I went away for a couple of days and forgot to bring my pills with me. I take 6 mgs/day.
Didn't take any Thursday or Friday. Saturday I took an extra 5 mgs. Could anyone advise me what to take today.
Thanks so much.
 
Relax, just go back to on taking your regular 6mg/day and get your INR done on Thursday or Friday, everything should be even out by then.
 
In agree with Freddie,
It is no big deal
Just go back on your dose.

Your body will bring everything into balance faster that way, a few days isn't a terror issue.

In had surgery a while ago and was just without warfarin for two or three days. They just put me back on my dose and away I went...

Are you home testing for INR at all?
 
According to a protocol or two, the way to manage INRs below 2.0 is to increase dosing by 1/2 for a few days---but, according to research, you should be safe from any clotting problems if your INR is below 2 for a week or so. If you only missed doses for two days, your INR may not have dropped below 2, and you certainly wouldn't have had that low INR for a WEEK if you missed dosing for two DAYS.

Taking that extra 5 mg dose may have spiked your INR for a day or two -- I'm with the others - go back to your usual dose and don't worry much about it. I'm also with Pellicle regarding home testing.

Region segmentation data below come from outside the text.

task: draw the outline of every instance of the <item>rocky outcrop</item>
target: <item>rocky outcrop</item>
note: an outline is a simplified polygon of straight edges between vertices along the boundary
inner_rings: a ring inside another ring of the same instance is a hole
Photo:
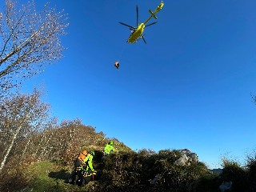
[[[232,187],[232,182],[223,182],[222,185],[220,185],[219,189],[222,192],[226,190],[230,190]]]
[[[174,165],[190,166],[192,162],[198,162],[198,156],[195,153],[192,153],[189,149],[182,149],[178,151],[182,154],[182,157],[174,162]]]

Personally, I strongly believe that everyone on warfarin - and especially the valvers - should test every week (10 days maximum). When you test less frequently, you know your INR at the instant that you run your monthly test, but you don't really know what it is on those weeks between tests. Testing with a meter is easy, and relatively inexpensive (especially now that meters and supplies have dropped from what they were a decade or two ago), and great insurance against strokes or bleeding. I just DO NOT understand the logic that medical professionals seem to want to apply to INR testing that makes it 'reasonable' to go for long periods between tests.